When the biggest payroll provider in the world embeds your product and writes you a check, that's not a logo slide. That's a verdict. - On the ADP partnership

For credibility, Thatch also recruited Gary Daniels, the former CEO of UnitedHealthcare's Pacific Northwest division, as Chief Growth Officer - a hire that signals to risk-averse benefits buyers that the grown-ups are in the room. CB Insights ranked the company #5 on its 2025 list of the 50 most innovative insurtech startups. Thatch was two years old.

The Mission

Personal, portable, accessible

Thatch states its goal as making health benefits "personal, portable, and accessible for every American." Strip the polish off and it's a structural argument: if your coverage belongs to you instead of your employer, then quitting a job, getting laid off, or going freelance stops being a medical event.

"Portable" is the load-bearing word. Group insurance ends when employment ends. Individual coverage funded by an ICHRA budget travels differently - the plan is yours, chosen by you, and the employer is simply funding it. It is a quiet reframing of a system most people assume is fixed.

The future we're creating at Thatch is one where businesses can provide employees with a tax-free healthcare budget. - Thatch, on what it is building

Whether that future arrives at scale is still an open question. ICHRA adoption is growing fast but remains a sliver of the overall market, and incumbents are large, slow, and very much awake. Thatch is not alone - Take Command, Remodel Health, Stretch Dollar and others are chasing the same opening. The category is real. The winner is not yet decided.

Why It Matters Tomorrow

Back to that spreadsheet

Return to the HR manager and her impossible spreadsheet. In the old version, open enrollment is a negotiation she loses on everyone's behalf - one plan, forty compromises, a premium that goes up no matter what she does. The whole exercise is an apology dressed as a benefit.

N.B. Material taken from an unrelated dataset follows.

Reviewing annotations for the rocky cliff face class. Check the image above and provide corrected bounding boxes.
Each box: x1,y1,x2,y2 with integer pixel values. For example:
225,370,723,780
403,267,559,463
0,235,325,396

In the Thatch version, the spreadsheet has one cell that matters: a number. She sets the budget. The 26-year-old picks a cheap high-deductible plan and pockets the difference on a debit card. The family of five buys the network with their pediatrician in it. Nobody is forced into a compromise designed for an average person who doesn't exist.

The old benefit was a plan you were assigned. The new one is a choice you get to make. That swap is the entire company. - The closing argument

That is Thatch's bet, reduced to its smallest form: that "here is your plan" was always the wrong sentence, and "here is your budget" is the right one. It is early. The incumbents are enormous. The regulatory tailwind could shift. But for the first time in roughly eighty years, the question of whether your doctor has to be tied to your desk is, at least, being asked by someone with $84.5 million and a working product. The spreadsheet, finally, has fewer tabs.